Reviews, Reviews, Reviews!

March Books

I’m really enjoying book reviewing — it does mean that more often than not, my head is stuck in a book… which is wonderful. It also means that I’m reading all kinds of different books. This month I’m reading everything from historical fiction, to mysteries, to alternate worlds and dreams within dreams.

The Anatomy Lesson by Nina Siegal is a historical fiction novel about Rembrandt’s painting by the same name, but it focuses on everything that goes on behind the painting… mainly the criminal who was used for this public dissection.
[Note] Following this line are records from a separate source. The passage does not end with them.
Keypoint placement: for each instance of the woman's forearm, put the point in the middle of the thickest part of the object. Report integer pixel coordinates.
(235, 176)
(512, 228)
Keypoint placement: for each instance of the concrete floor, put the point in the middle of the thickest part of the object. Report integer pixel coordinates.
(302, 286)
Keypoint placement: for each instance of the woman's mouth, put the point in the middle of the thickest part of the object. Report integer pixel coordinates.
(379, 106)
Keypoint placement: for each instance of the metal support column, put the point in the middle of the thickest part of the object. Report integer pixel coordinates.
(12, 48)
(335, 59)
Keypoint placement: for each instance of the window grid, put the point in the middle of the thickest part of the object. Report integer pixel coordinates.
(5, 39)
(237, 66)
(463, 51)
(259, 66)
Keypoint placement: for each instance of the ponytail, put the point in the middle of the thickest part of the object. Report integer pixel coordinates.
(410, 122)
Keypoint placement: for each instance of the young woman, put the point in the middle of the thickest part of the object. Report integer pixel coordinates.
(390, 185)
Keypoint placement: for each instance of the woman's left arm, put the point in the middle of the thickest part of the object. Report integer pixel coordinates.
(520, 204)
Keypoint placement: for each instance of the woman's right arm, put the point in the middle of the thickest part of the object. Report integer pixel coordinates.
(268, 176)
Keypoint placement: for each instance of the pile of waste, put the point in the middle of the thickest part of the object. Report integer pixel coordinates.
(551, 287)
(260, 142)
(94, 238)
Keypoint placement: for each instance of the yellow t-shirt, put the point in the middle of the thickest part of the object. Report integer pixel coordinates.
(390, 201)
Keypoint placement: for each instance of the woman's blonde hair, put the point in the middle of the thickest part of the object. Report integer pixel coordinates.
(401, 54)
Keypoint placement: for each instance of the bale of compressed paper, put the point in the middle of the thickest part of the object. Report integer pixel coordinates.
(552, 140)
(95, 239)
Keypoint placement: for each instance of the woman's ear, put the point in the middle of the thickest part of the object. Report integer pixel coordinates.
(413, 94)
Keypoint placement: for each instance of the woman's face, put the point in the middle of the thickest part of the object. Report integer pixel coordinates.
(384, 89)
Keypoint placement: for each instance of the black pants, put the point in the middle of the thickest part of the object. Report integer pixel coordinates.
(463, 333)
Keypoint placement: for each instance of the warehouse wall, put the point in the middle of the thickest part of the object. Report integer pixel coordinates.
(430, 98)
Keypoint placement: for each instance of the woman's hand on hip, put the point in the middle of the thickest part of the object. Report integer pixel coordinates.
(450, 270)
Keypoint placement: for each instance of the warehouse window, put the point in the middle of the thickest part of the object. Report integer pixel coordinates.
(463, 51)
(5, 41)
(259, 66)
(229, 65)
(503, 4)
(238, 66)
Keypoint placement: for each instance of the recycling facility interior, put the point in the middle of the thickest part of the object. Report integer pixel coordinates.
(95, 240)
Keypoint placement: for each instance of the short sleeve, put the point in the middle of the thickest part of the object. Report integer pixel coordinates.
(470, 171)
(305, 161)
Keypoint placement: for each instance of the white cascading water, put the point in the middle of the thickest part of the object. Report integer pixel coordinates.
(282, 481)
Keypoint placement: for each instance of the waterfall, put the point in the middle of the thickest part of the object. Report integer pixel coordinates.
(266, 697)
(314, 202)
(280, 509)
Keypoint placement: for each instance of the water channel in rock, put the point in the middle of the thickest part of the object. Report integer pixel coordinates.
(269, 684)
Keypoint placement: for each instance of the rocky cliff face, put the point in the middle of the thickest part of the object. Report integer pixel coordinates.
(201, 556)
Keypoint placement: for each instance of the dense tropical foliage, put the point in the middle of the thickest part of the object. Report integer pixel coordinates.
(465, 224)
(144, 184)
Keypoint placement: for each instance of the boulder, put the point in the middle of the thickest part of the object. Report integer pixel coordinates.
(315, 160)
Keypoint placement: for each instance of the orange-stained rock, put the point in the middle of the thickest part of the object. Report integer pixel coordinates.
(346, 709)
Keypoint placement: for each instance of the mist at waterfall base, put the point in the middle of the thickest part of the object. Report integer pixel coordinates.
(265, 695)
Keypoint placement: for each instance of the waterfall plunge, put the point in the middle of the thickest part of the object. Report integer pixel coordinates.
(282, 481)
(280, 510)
In the Shadow of Lies by M.A. Adler could also fall under historical fiction (it takes place during World War II) — but the most interesting part is the mystery surrounding the town of Richmond, California, and detective Oliver Wright, who needs to set things straight even though everything around him is falling apart. There are so many things going on — it kept me on my toes!

Lastly, The Bookseller by Cynthia Swanson takes place during the 1960s, in a series of alternate dream sequences. In one instance, Kitty Miller is happily single and owns and bookstore… but in another instance, she’s Katharyn Anderson and is married to lovely man with children. It gets all mixed up, and she doesn’t know what’s real and what’s her dream-world. I liked her character!

And so now I have some time to catch up on some other books I’ve been meaning to read. However, these reviews should be in March’s San Francisco Book Review.